On a recent business trip to Edmonton, I thought it would be a good opportunity to set aside some time and get out on the water with our good friends; Phil and Patsy Rowley. We decided some Pike fishing was in order and being close by, Wabamun Lake was selected as the choice to cast for some hungry fish.
Wabamun Lake is located about 65km west of Edmonton. This 82km2 lake is bounded by a number of towns including the villages of Wabamun and Lakeview. A number of coal fire plants utilized the lake for cooling and were fed by the CN rail line that ran coal long the shoreline of the lake. The last of these plants were decommissioned in 2010. In 2005, as a result of a faulty rail, a train derailment lead to the release of over 1.3 million litres of oil and other hazardous chemicals. The legal proceedings against CN Rail would later confirm that approximately 196,000 L of heavy oil ended up in lake. This took a significant toll on the environment including the eradication of the native Walleye population. After 10 years (nearly to the day) since the derailment, the lake seems to be recovering well demonstrating just how resilient nature can be when given a little helping hand with clean up and recovery efforts. Northern Pike and Whitefish are among the popular species caught from the lake regularly.

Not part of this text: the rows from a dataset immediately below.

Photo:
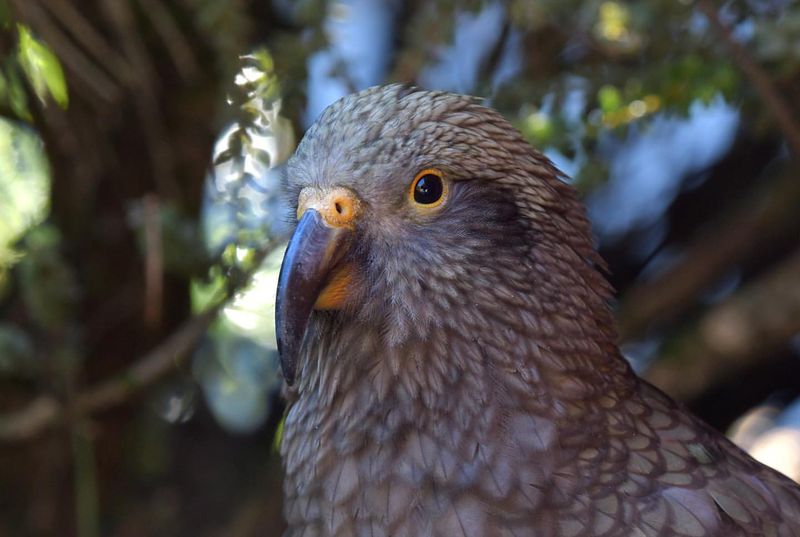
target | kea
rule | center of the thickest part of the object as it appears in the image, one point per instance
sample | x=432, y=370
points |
x=450, y=355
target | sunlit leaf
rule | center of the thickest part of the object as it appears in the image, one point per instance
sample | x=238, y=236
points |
x=48, y=285
x=609, y=99
x=24, y=188
x=42, y=68
x=5, y=15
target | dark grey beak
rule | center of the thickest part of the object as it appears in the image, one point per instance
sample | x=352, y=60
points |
x=307, y=265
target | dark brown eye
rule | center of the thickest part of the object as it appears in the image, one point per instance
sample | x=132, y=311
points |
x=428, y=188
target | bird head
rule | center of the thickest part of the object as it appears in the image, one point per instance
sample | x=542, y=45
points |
x=422, y=211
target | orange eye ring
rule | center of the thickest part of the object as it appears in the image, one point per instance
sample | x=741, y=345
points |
x=428, y=189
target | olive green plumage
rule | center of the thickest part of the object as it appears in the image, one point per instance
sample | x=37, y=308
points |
x=472, y=385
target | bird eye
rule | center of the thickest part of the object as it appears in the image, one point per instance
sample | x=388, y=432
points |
x=428, y=188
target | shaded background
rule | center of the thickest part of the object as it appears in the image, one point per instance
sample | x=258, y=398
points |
x=141, y=144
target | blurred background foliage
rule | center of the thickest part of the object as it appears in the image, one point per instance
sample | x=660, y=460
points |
x=141, y=223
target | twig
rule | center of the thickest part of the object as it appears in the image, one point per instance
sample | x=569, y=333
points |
x=780, y=111
x=84, y=70
x=92, y=40
x=769, y=213
x=747, y=327
x=179, y=49
x=46, y=412
x=153, y=261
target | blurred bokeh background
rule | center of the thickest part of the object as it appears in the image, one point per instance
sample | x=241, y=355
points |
x=141, y=227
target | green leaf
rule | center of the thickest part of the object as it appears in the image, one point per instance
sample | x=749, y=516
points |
x=609, y=99
x=42, y=68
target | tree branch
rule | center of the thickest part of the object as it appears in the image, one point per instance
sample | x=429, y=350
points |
x=774, y=102
x=747, y=327
x=770, y=213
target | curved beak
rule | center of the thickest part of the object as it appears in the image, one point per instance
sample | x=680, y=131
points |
x=310, y=264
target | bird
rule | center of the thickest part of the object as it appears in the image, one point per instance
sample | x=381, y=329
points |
x=450, y=355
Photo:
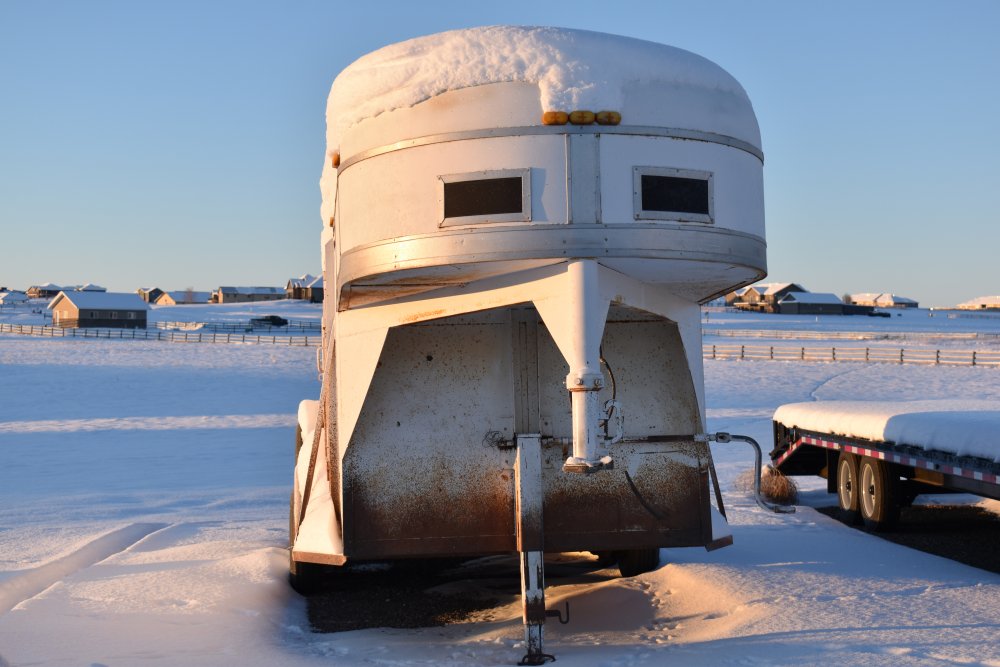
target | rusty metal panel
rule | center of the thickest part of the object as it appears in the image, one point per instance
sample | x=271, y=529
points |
x=657, y=495
x=429, y=468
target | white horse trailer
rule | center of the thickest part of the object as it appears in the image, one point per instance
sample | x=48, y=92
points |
x=520, y=225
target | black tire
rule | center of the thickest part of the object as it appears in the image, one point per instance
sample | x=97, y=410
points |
x=848, y=488
x=877, y=497
x=633, y=562
x=606, y=558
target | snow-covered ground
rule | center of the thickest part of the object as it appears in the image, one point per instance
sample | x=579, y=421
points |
x=143, y=518
x=35, y=312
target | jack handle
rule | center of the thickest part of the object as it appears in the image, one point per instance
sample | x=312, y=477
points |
x=728, y=437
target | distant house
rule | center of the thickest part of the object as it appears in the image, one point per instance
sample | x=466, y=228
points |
x=247, y=294
x=981, y=303
x=810, y=303
x=763, y=297
x=183, y=297
x=736, y=296
x=882, y=300
x=44, y=291
x=149, y=294
x=314, y=290
x=295, y=288
x=12, y=297
x=98, y=309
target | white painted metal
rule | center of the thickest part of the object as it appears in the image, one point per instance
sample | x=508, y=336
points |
x=406, y=294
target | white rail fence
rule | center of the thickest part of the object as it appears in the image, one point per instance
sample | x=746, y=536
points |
x=790, y=334
x=856, y=354
x=169, y=336
x=709, y=351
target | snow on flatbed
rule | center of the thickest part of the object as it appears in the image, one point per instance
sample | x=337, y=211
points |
x=960, y=427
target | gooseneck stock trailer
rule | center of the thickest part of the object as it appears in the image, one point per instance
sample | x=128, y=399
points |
x=520, y=225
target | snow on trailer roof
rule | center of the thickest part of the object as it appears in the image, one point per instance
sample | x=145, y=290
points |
x=960, y=427
x=573, y=69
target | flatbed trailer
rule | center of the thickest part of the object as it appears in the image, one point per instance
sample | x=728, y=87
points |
x=874, y=477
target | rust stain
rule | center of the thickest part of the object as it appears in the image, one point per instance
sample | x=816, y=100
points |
x=425, y=315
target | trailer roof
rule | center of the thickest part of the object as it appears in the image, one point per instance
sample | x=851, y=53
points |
x=574, y=69
x=960, y=427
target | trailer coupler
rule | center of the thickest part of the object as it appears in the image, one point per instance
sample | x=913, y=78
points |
x=724, y=438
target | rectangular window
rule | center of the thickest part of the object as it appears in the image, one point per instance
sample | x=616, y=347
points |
x=681, y=195
x=502, y=195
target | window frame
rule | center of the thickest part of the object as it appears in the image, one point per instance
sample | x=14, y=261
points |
x=524, y=215
x=672, y=216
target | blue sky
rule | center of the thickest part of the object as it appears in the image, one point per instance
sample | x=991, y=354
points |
x=179, y=144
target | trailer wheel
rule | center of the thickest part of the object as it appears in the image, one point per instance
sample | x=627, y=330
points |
x=878, y=491
x=637, y=561
x=847, y=487
x=606, y=558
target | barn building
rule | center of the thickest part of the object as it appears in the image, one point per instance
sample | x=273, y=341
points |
x=98, y=309
x=149, y=294
x=44, y=291
x=182, y=297
x=810, y=303
x=247, y=294
x=883, y=300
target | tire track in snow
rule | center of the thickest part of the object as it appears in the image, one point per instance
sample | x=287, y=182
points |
x=27, y=585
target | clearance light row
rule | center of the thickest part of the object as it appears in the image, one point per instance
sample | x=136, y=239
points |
x=581, y=118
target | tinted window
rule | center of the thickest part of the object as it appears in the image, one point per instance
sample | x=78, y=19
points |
x=487, y=196
x=674, y=194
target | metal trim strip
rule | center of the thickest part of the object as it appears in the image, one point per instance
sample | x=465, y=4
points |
x=557, y=242
x=557, y=130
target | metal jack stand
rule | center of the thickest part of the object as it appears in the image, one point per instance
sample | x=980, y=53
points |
x=530, y=544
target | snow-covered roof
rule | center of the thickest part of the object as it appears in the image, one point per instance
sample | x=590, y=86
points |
x=962, y=427
x=811, y=297
x=13, y=296
x=774, y=288
x=251, y=290
x=103, y=300
x=187, y=296
x=880, y=299
x=573, y=69
x=302, y=281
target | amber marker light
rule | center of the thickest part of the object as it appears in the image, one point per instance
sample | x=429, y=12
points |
x=555, y=118
x=608, y=117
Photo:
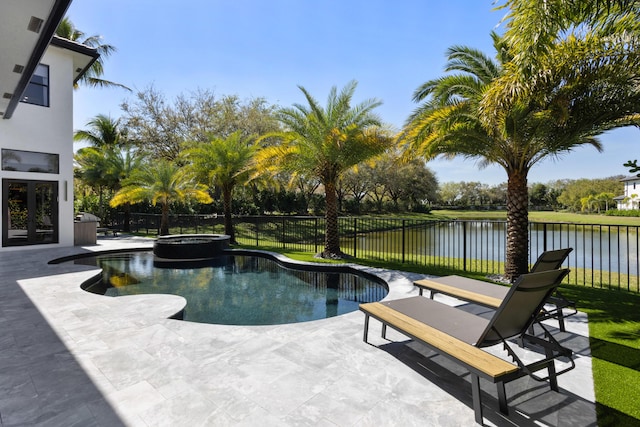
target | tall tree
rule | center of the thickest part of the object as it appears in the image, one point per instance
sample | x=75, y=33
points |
x=162, y=126
x=325, y=142
x=93, y=76
x=161, y=182
x=449, y=122
x=224, y=163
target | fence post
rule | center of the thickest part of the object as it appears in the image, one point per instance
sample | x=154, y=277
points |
x=284, y=222
x=355, y=237
x=403, y=239
x=464, y=246
x=257, y=226
x=315, y=236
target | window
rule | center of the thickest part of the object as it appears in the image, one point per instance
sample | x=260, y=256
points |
x=37, y=91
x=30, y=161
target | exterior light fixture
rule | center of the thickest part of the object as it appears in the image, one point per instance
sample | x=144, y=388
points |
x=35, y=24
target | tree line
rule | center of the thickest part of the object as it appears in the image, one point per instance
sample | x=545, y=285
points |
x=560, y=75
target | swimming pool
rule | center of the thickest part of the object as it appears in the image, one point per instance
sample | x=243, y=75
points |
x=239, y=289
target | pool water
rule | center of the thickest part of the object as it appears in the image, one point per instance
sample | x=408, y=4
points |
x=239, y=290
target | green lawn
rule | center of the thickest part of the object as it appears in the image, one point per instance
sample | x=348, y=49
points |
x=538, y=216
x=614, y=329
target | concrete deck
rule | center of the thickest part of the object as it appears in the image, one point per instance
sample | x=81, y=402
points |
x=71, y=358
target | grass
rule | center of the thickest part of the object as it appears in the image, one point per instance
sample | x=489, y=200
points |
x=538, y=216
x=614, y=330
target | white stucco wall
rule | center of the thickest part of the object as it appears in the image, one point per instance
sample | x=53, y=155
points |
x=631, y=195
x=49, y=130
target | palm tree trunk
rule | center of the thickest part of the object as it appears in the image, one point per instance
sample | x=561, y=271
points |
x=126, y=227
x=228, y=221
x=517, y=225
x=164, y=221
x=332, y=237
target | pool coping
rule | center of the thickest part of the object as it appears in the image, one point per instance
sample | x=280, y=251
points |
x=106, y=364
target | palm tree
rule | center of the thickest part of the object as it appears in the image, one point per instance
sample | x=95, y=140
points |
x=224, y=163
x=91, y=169
x=449, y=122
x=102, y=132
x=92, y=77
x=121, y=165
x=161, y=182
x=325, y=142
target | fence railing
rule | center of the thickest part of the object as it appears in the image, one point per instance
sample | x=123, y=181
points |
x=603, y=255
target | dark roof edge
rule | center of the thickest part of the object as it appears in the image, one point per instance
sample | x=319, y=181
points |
x=57, y=13
x=78, y=48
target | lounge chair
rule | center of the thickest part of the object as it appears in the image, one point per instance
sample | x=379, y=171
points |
x=491, y=295
x=460, y=335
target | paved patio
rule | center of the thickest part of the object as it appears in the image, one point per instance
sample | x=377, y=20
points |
x=71, y=358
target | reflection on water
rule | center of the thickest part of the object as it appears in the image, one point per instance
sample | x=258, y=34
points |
x=240, y=291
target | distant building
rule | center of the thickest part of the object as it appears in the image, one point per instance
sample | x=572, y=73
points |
x=631, y=197
x=37, y=74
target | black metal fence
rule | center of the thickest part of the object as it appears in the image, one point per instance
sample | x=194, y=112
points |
x=603, y=255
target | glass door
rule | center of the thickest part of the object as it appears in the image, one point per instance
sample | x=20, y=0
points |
x=31, y=212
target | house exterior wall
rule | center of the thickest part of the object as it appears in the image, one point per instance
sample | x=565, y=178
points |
x=48, y=130
x=631, y=197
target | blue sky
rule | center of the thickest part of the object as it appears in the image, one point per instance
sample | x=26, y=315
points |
x=266, y=48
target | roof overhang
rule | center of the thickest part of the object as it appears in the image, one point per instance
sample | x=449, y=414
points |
x=26, y=29
x=83, y=56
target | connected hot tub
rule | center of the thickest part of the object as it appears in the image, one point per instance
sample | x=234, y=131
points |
x=190, y=246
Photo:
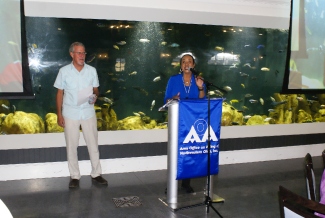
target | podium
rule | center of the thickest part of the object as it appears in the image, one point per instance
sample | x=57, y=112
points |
x=173, y=200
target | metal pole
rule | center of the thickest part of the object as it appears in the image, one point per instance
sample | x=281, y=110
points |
x=172, y=154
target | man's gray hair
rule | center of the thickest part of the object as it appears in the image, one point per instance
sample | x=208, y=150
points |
x=75, y=44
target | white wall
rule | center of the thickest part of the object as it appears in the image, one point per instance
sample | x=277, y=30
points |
x=249, y=13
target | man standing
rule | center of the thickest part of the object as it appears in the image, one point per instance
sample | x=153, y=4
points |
x=77, y=85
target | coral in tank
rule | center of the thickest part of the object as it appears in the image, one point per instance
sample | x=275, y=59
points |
x=51, y=124
x=20, y=122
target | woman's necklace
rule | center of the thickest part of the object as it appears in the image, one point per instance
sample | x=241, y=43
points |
x=187, y=88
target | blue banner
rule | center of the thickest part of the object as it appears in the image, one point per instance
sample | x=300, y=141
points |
x=193, y=138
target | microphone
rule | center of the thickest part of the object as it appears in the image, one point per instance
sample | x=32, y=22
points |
x=193, y=71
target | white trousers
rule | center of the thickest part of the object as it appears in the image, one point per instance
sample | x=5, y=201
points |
x=72, y=135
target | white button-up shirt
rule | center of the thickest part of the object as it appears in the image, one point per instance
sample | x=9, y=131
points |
x=72, y=81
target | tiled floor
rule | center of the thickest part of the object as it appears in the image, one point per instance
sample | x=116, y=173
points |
x=249, y=190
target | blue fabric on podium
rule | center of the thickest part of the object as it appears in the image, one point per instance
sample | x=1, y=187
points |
x=193, y=136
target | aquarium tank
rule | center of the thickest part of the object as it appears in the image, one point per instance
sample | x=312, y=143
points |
x=134, y=61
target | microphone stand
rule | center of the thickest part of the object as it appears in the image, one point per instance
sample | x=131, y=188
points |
x=208, y=202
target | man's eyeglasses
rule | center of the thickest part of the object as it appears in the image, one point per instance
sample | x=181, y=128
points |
x=79, y=53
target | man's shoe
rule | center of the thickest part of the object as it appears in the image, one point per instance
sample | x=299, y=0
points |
x=188, y=189
x=100, y=180
x=74, y=183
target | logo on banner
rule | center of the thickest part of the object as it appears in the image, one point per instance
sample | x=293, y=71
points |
x=199, y=132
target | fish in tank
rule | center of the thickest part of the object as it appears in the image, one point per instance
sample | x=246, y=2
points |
x=135, y=59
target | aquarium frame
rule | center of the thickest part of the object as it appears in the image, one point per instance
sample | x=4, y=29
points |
x=27, y=83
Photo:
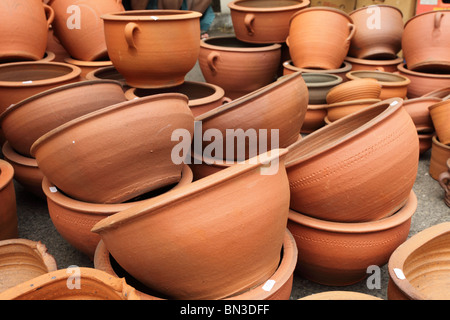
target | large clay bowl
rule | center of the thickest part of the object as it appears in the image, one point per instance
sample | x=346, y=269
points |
x=263, y=21
x=26, y=121
x=201, y=255
x=373, y=151
x=126, y=146
x=419, y=269
x=338, y=254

Having been in Alberta for over half a year it has become routine to check the weather reports frequently and even more frequently when planning day or longer trips. A critical element of these reports is wind speed and direction. When it was reported that 15m/h winds were expected in the morning tapering to a butterfly fart in the afternoon, there were smiles around the breakfast table. The reality at the boat launch was more like a scene from the Deadliest Catch. The group was stoically loading the gear over the gunnels and preparing the boat for the water, and glancing apprehensively at the whitecaps on the lake. We were bounced around the boat like pingpong balls as we headed straight into heavy winds. 15km/h… my ass! This turned the ride into a long rodeo ride across the lake.
Once we arrived at our first weed bed, it was like someone had finally intervened with the wind on our behalf as the lake quickly settled down to glass calm. Figures! As we cast streamers in search of big, green, slimy pike, Phil described the efforts being make to reintroduce walleye to the lake. In Ontario, walleye are heavily harvested, which one can only assume is because of how ridiculously good they taste! Due to over harvesting and loss of habitat in southern Alberta, walleye are largely catch and release fisheries or harvested under a three tier tag system. They are affectionately referred to as the ‘pets’ of the province.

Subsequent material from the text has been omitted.